Feeling confused these days? You’re not alone.
Because our senses are under constant assault from data – much more than we’re built to process. It’s the kind of overload that leaves us longing for a breather from the noise, a clear way through the clutter.
And what do we want? We crave something simple to grab our attention.
A straightforward experience. Genuine, sincere, communication.
Things that take real creative effort for brands.
Because what brands can do is simple. Literally. By becoming more simplified, brands can eliminate the gap between themselves and their customers – and the rewards as considerable.
But don’t take our word for it: New York branding experts, Siegel+Gale have done the number-crunching; their annual Global Brand Simplicity Index analyses the ‘simplest’ publicly traded brands. (The index has grown by 433% since 2009, far outperforming the other major economic indices.)
And it found that simplicity makes sense:
- 61% of consumers are more likely to recommend a brand when it provides simpler experiences and communications
- 62% of employees who can be considered ‘brand champions’ were in companies perceived to be simple
- 64% of consumers were willing to pay more for simpler experiences
And if those figures aren’t enough to stir you into action, the report estimates companies could be missing out on US$86 bn (£69.5 bn) when they don’t simplify.
That’s something that every brand should be aware of, but particularly technology brands, who deal in products that may well be able to transform the world, but often aren’t that easy to explain to lay people. The fact remains: most people don’t need to know the inner workings of a technology product; they just need to know what it does for them.
Which means it makes sense that the more complex the service or industry, the more willing consumers are to pay more for it to be simplified. In fact, according to Siegel+Gale they’re willing to pay up to 40% more for a simpler experience in the tech sector:
“Brands that deliver clear, human and useful experiences—win.”
A more human approach
But it’s about more than just being ‘simple. It’s about introducing a human element that’s all too often missing from B2B technology, but one that’s vitally important.
Because it’s not always easy to articulate complex technology in human speak.
And if you’re a company in an emerging tech sector, you might find the lack of comprehension consumers have of your product means it difficult to market yourself.
Take complicated technology like AI – something that’s hard to explain and can seem a bit scary. But that hasn’t stopped Google – who use AI technology across the majority of their products – becoming the world’s most popular search engine.

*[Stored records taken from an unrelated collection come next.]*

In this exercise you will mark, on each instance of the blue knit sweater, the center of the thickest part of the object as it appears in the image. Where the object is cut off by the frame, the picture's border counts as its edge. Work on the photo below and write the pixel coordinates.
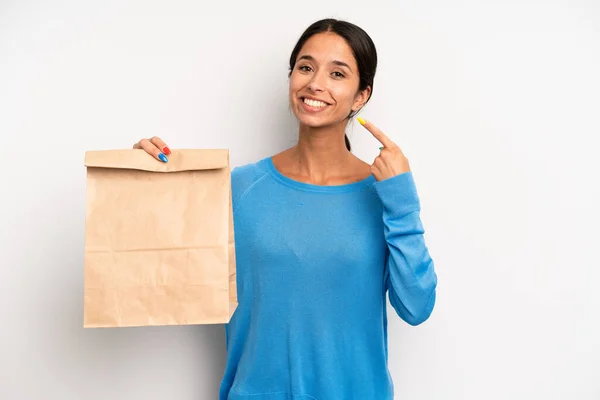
(314, 264)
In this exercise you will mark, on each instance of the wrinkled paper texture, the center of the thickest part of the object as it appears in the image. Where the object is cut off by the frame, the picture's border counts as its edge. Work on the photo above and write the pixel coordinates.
(159, 241)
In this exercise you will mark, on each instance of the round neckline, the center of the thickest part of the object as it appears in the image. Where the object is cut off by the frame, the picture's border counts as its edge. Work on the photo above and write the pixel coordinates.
(347, 187)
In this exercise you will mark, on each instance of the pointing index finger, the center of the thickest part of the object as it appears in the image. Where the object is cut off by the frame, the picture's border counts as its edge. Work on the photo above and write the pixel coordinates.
(377, 133)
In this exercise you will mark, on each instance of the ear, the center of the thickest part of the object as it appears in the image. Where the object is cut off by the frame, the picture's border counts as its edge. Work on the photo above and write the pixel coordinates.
(361, 98)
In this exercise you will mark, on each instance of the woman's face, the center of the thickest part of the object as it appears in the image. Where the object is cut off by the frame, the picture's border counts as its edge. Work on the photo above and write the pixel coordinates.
(324, 82)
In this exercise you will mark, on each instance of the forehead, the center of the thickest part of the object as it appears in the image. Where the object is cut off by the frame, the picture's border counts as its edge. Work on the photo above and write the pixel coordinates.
(327, 47)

Why do they succeed? Because they present their brand in a simple, easy to understand way, cutting out all the forensic details. They don’t need people to understand the inner workings; what’s important is a simple customer experience and brand perception (just look at how clean its home page is). It’s no surprise to find it among the top five simplest brands year on year.
Speaking their language
It’s tempting to think that sometimes a level of complication is justified in that the main users of these products are often developers and engineers.
While that’s undoubtedly true in some cases, it’s worth remembering that the decision-makers who actually buy the products are typically non-tech people, who will only be brought on board with simple, benefit-led language; they’re interested in the bottom line.
So, let’s take another major brand: Salesforce. Over the years, the cloud computing giant have evolved to offer a wide range of services, from CRM software to cloud computing, each packed with hundreds of features.
In that time, its value proposition has changed as well. How do they sum it up?
“We help small and medium business to sell, reach customers, and improve service.”
“Blaze a trail to success, whatever your business size.”
Technically, there’s a lot of complex stuff happening under the hood, but all any company thinking of buying it needs to know is that can help them be more successful – whatever their size.
HubSpot is another great example. Their software helps with a variety of complicated parts of marketing and sales initiatives including SEO, A/B testing, keywords, email tracking and more, but all that detail comes later. Instead they offer:
- “Stop interrupting. Start connecting.”
- “Close more deals with less work.”
- “Stop cold calling. Start closing.”
By simplifying, they’ve found a way to cut through the noise to be noticed by consumers – and make their lives easier.
So, our advice: Familiarise your audience with a strong brand identity that demystifies your sector and recognises a human factor, and you’ll create a great base for success. Simple.